April 24, 2013

If driving advice were written by cops like writing advice is written by lit agents

I really should have learned by now. Every day I see a tweet or facebook post about great writing advice, and I click through it. Nine times out of ten, my time would have been better served by viewing funny crap posted by my friends on facebook. The tenth time is that very worst of the worst, "writing advice from literary agents."

I've been reading these blogs and articles for more than a decade. But hope springs eternal, right? Positivity is one of my top five strengths, so I always believe there will be something useful in the next article. Something that will help my writing.

Writing advice from agents, however, tends toward the patently obvious, delivered with the knowing smile of the inside joke. "Don't have the main character die at the end of page one," they'll say, or "Starting with describing the sunrise for sixty-seven pages can sometimes turn me off." Or maybe, "I'm not fond of serial killer rapists with no redeeming characteristics as the hero of a novel. That can be a difficult one to sell."

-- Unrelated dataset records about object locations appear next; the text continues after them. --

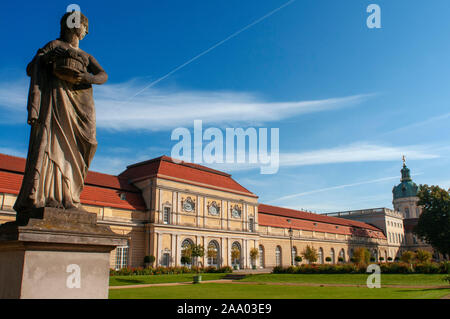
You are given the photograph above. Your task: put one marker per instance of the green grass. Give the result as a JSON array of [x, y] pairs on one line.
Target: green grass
[[158, 279], [248, 291], [355, 279]]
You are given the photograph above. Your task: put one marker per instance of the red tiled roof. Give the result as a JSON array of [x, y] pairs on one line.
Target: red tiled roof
[[100, 189], [165, 167], [276, 217]]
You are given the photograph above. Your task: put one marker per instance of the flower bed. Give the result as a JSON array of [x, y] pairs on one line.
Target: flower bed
[[140, 271], [351, 268]]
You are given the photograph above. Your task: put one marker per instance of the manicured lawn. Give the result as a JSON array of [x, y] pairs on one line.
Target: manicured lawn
[[248, 291], [157, 279], [355, 279]]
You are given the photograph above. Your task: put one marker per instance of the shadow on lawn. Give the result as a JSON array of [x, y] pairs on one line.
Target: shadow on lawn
[[424, 290], [129, 281]]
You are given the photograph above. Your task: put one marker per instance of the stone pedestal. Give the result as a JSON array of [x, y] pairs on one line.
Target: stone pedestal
[[56, 254]]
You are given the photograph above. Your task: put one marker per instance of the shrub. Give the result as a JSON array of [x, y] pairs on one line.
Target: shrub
[[427, 268], [291, 270], [408, 257], [310, 254], [423, 256], [278, 270], [185, 260], [444, 267], [361, 255]]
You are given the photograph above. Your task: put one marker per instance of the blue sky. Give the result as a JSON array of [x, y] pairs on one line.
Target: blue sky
[[349, 101]]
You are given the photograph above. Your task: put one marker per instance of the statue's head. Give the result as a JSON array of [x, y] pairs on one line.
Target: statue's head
[[68, 22]]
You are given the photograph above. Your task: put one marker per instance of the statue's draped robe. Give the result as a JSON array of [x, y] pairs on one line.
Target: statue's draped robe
[[62, 140]]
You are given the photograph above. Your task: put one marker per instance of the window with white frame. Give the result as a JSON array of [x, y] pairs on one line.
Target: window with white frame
[[121, 257], [166, 260], [278, 256], [261, 256], [251, 225], [166, 215]]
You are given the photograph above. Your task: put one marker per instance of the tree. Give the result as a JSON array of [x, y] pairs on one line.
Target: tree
[[149, 260], [197, 251], [310, 254], [185, 260], [433, 225], [423, 256], [361, 255]]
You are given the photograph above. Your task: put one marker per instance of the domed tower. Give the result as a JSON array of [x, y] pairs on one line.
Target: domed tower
[[405, 195]]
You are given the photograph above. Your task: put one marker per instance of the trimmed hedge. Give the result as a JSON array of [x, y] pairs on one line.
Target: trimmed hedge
[[387, 268], [140, 271]]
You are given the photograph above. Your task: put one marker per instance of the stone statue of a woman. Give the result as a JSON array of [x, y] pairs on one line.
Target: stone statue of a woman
[[62, 117]]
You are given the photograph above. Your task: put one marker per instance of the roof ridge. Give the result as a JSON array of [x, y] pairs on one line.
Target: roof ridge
[[179, 162]]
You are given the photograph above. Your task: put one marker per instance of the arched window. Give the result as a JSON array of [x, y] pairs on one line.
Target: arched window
[[278, 256], [251, 224], [236, 254], [294, 254], [261, 256], [185, 252], [166, 215], [342, 254], [213, 253], [375, 254], [320, 255]]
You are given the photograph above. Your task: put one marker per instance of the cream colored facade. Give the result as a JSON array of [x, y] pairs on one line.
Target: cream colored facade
[[179, 211]]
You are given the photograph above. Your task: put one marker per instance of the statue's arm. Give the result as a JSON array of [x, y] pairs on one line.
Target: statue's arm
[[47, 55], [97, 74]]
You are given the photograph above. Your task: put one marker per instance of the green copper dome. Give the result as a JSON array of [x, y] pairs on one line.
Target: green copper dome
[[407, 188]]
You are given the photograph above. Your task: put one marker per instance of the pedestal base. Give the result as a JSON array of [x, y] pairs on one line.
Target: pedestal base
[[63, 255]]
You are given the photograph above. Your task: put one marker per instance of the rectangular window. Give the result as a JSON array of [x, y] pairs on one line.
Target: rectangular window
[[166, 215], [121, 257], [251, 225]]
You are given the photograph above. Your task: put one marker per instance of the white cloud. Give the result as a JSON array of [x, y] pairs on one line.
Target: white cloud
[[356, 152], [164, 109], [332, 188]]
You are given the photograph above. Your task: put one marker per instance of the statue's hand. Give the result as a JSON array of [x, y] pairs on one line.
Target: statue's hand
[[83, 78], [56, 53]]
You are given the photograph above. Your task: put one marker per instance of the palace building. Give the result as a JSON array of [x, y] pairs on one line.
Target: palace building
[[163, 206]]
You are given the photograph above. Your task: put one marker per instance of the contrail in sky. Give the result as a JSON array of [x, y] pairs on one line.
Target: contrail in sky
[[337, 187], [212, 48]]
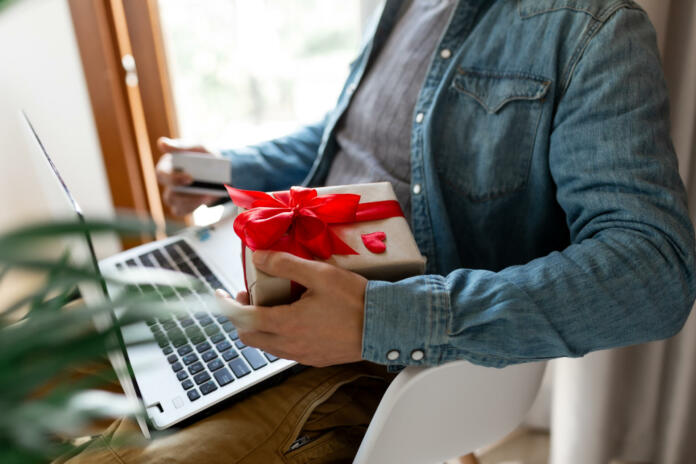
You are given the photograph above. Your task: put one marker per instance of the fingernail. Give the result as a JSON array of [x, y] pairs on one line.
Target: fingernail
[[222, 293], [260, 257]]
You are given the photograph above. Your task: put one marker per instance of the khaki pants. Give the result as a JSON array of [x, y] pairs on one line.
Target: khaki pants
[[327, 408]]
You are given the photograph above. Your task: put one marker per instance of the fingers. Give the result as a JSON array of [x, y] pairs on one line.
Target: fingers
[[311, 274], [166, 175], [243, 297], [167, 145], [242, 316], [181, 203], [251, 318]]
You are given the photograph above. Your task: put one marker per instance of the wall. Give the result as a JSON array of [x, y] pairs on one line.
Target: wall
[[40, 72]]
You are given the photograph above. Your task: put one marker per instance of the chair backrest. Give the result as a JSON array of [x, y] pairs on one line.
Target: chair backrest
[[429, 415]]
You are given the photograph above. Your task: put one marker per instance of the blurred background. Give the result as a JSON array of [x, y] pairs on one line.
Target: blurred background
[[103, 79]]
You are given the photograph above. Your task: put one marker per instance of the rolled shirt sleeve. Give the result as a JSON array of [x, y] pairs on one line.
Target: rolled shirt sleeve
[[628, 275], [277, 164]]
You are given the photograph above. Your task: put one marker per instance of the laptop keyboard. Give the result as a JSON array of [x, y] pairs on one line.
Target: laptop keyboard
[[202, 348]]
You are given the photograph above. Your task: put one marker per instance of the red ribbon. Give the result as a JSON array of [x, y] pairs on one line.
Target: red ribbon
[[298, 221]]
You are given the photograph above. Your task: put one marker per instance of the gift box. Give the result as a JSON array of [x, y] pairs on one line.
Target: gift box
[[358, 227]]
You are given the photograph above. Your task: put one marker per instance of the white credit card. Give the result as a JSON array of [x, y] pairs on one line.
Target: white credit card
[[209, 173]]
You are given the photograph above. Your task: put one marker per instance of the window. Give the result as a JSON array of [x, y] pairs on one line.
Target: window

Honestly, if you need this advice, then maybe you should consider another line of work.

If law enforcement and emergency personnel were to offer driving and safety advice of the same caliber, we might see something like this:

On Driving
"I really think it's best not to drive up the exit ramp at full speed into oncoming traffic." -- officer Chip Chipster

"Try not to fall asleep on the highway. That rarely ends up well." -- ambulance driver A. Sisting

"Some new drivers think they can just speed right through the middle of a hazmat spill. I'm telling you, flaming oil or fresh nuclear waste or raw sewage is really not good for your tires, and it can throw your whole trip off right from the beginning." -- officer Chase N. Ketchum

"When driving in town, it's best to avoid running into trees and other fixed, stationary objects." -- officer Kaman Getme

On Home Safety
"I recommend not hanging your clean laundry over an open flame like your gas stovetop or a hot barbecue." -- fireman Blaze Douser

"I really hate it when people try to dry their wet pets in the microwave. You'd be shocked at how often this happens." -- contractor Bill D. Haus

"I'd recommend not throwing ten thousand thumbtacks on the floor next to your bed before you go to sleep. Really, even five thousand is a bad idea." -- homeowner Ken U. Diggit

"Everyone should put their money in the bank. It's not that great an idea to pile all your cash on the front porch." -- financial advisor Linda Dollar

"I know it's tempting to just have one easy-to-remember password, but really you shouldn't have it be 'password.' That's just asking for trouble." -- information security consultant Ida Hakdit

"Cleaning out the electrical outlets with metal tweezers is not advised." -- electrician Lotta Watts

Why do they do it?
Every time--I mean EVERY TIME--I read an article or see a panel of several literary agents each asked to provide a nugget of advice to writers, the advice is of that quality. What shocks me is how many people share the article over social media as if it were some collection of revolutionary ideas in literature.

I know many of these agents. I've heard them give great presentations, seen them give terrific critiques. They know the business, and they know the craft. Why do they insist on these cheesy, useless puffballs instead of something actually useful?